Where to Get It: Rogue

 

Description: Another cool self-tissue mobilization tool. My upper back is a perpetual knot-minefield. You can get at a lot of this area by laying on top of a lacrosse ball, but sometimes it’s just not enough. Trying to use a lacrosse ball to mobilize your upper traps can also be difficult, due to their location.

 

This hook lets you attack all of those pieces of tissue without having to get on the ground. You can get some of the same use out of a simple hand cane by pressing on your knots with the handle and then pulling it down, but this tool does it better and isn’t terribly expensive. It also comes with a detachable Beastie Ball you can use for tissue mobilization on other parts of your body.

 

I don’t know that it conclusively improves your range of motion or athletic ability, but damn if it doesn’t feel great to work on those knots in your upper traps. Well, actually it feels horrible while it’s happening, but when it’s over you feel like a new man (or woman).

 

 

Ready to Run by Kelly Starrett

Price:$18.62

Where to Get It: Amazon

 

Description: As much as certain pieces of equipment and mobility tools can help you, nothing trumps knowledge. Kelly Starrett has come under fire recently due to his hard-nosed attitude and occasional overstatement of his philosophies, but I still think he is brilliant.

 

And I’ve never been a runner, but I’m willing to read anything Starett’s written. You’re bound to learn a couple of things, and I imagine this book is no different.

 

 

Diagnosis and Treatment of Movement Impairment Syndromes by Shirley Sahrmann

Price: $90.98

Where to Get It: Amazon

 

Description: This book changed the way I view the human body and my approach to understanding pain and physical impairments.

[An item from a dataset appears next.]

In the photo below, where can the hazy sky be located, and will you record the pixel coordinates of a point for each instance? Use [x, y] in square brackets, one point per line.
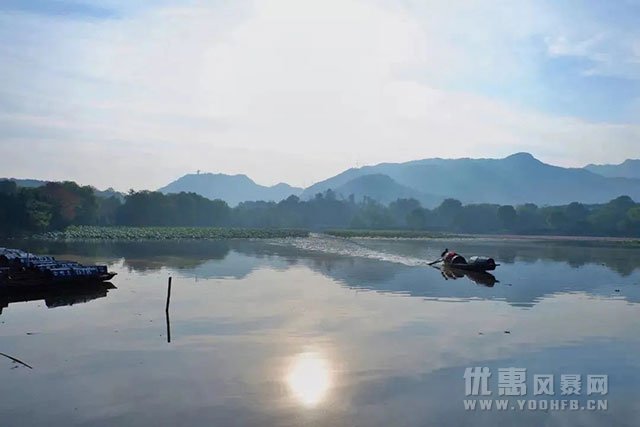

Cook and Starrett are both incredibly intelligent guys, but this book is what got me hooked on the physical therapy field.

 

This text is designed for dealing with the general population, rather than athletes in particular. However, the lessons are about maintenance of the human body, so they apply to pretty much anyone. I’ve seen a handful of exercises from this book solve the problems of hundreds of high school and college athletes in a handful of weeks. Simply put, if you’re interested in movement disorders, you need to read this book. Period.